How Long Does It Take for a Personal Injury Case to Settle?

You were injured. Your medical bills are piling up. You would like a nice, hefty check from the insurer, so why is it taking so long? When clients come to me with personal injury cases, one of the first questions they ask is “How long does it take for a personal injury case to settle?” The answer to that question will depend on the specifics of your case, how stubborn the insurance company is, and how hard you want to fight.

Beware the Early Offer

This may seem obvious, but it is important to always keep in mind that the insurance company’s goal is to pay you as little as possible. They have got a well-worn playbook on how to make this happen. Their first tactic is usually to throw a low-ball offer your way.

The insurance company is counting on the fact that you want to get paid quickly and that you do not know how much your case is actually worth. It is unfortunate how many people are all too eager to sign away their rights to get a quick check.

In most cases, it is not in your best interest to take the low-ball offer. One exception could be if you are in dire financial straits and can not hold out for a bigger paycheck. Regardless of your circumstances, I strongly recommend that you at least meet with an attorney to determine your options before accepting an initial payment. If you do accept an insurance company’s first offer, you may receive payment in a matter of weeks for your injury.

If you decide to seek more compensation, the process will take longer.

Maximum Medical Improvement

One of the reasons a good personal injury settlement can take so long is because your legal team needs to know the full extent of your medical expenses and long-term injuries in order to calculate a fair settlement amount to demand from the insurance company.

That means that you need to go through your full treatment and reach a point called “maximum medical improvement.” Maximum medical improvement is when you have recovered as much as possible from your accident and all medical services have been provided. As anyone who has gone through surgery or been injured knows, this process can take weeks or even months.

It is important to be patient so that your legal team will be able to calculate your full medical costs. If your doctors determine that you will never fully recover from the accident, this will dramatically increase the amount your legal team can demand from the insurance company.

Gathering Records

After you have reached maximum medical improvement, your legal team will need to come up with a dollar amount based on your expenses and injuries to ask for from the insurance company. This number does not come out of thin air. Instead, your legal team will need to gather all of your medical bills and treatment notes to use as a basis for their request.

Even with a team of paralegals hard at work requesting medical files from your doctor and the hospital where you received treatment, this process can take several more weeks.

The Wait

Once your legal team has sent their demand, the insurance company may drag out the process a little longer in order to assess your case and determine if they will pay up, counter the offer, or deny the request. Assume roughly 30 days for this process.

In a best-case scenario, the process will end here, with the insurance company accepting the demand amount. You may still need to wait a few weeks for the check to arrive, but at this point, you are on the home stretch.

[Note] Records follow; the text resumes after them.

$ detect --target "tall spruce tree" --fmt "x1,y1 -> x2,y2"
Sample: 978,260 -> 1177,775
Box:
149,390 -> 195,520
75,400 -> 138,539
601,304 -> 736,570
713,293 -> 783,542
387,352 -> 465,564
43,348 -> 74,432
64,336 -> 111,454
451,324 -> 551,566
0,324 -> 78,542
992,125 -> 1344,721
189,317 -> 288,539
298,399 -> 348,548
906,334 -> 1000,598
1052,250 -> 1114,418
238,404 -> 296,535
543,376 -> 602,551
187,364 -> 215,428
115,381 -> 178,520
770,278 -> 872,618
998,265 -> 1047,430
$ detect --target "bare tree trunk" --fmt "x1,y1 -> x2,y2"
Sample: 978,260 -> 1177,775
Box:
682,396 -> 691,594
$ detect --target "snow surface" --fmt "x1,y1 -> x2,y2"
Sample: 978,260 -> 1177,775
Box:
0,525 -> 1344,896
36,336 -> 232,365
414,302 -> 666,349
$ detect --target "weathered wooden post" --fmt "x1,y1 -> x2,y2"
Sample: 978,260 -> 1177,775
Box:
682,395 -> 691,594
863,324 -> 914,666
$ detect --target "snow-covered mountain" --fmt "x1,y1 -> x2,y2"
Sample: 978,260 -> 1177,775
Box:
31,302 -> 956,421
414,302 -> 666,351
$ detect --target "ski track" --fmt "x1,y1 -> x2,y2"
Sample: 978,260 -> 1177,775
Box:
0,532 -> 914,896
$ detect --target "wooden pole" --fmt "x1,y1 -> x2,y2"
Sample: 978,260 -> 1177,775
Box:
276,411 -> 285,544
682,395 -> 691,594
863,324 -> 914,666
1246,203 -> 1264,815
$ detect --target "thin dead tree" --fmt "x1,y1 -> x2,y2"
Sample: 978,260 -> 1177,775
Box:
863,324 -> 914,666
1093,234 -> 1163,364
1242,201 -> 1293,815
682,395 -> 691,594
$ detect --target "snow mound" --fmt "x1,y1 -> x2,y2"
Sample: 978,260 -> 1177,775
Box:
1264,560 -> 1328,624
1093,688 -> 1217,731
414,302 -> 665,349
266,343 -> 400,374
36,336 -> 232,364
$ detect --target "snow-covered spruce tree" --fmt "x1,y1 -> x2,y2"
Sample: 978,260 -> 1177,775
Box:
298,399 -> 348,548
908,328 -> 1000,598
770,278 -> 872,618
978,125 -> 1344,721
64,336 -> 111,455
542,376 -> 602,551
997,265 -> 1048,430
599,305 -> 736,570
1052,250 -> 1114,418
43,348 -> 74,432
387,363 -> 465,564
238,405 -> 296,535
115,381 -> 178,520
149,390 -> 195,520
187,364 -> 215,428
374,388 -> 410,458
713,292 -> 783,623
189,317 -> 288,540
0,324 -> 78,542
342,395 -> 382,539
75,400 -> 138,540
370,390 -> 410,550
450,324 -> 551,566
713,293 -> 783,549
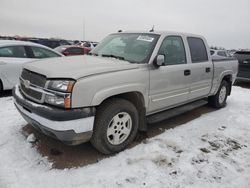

Not every personal injury case is so cut and dry, however, and it may take even longer to receive your payout.


It is not uncommon for an insurance company to dispute the amount of damages requested by your legal team. They may try to offer less money or pick apart your case. It will be up to you and your legal team to determine if you want to counter their counter, or if you want to head to trial.

Going to trial could add significant time to the process, and it could end with no payment at all if you lose your case. However, if you have a strong case and good evidence, a trial could earn you an even bigger paycheck.

Going to Trial

Going to trial on a personal injury case is rare, but it does happen. Insurance companies hate going to trial – it costs them a lot of money – but they will do it, especially if you are asking for a very big payout. In many cases, just the threat of going to trial will be enough to make insurance companies up their offer just to stay out of court.

If you do take the case to court, it could be years from the time of your injury to the date when you receive your money. That is because both sides – your legal team and the insurance company – have the right of due process, meaning that they can take a certain amount of time to collect evidence for their case.

You may also need to sit down for a deposition, and your legal team could depose other people like witnesses to your accident or employees at the location where the accident happens. A judge will also have to fit your case on the court’s docket, which may push the trial back weeks or months.

Finally, in this stage, the defense will likely try to stall as long as possible. They know that you are probably juggling high medical bills and that certain attorneys will feel financial pressure if they do not settle cases. They will make the process as painful as possible to try to force you back to the negotiation table.

If you go to trial, know that it could take another year or longer before everything wraps up. Stay strong. Figure out a way to stay financially afloat, and work with an attorney who is willing to stick with you for as long as it takes.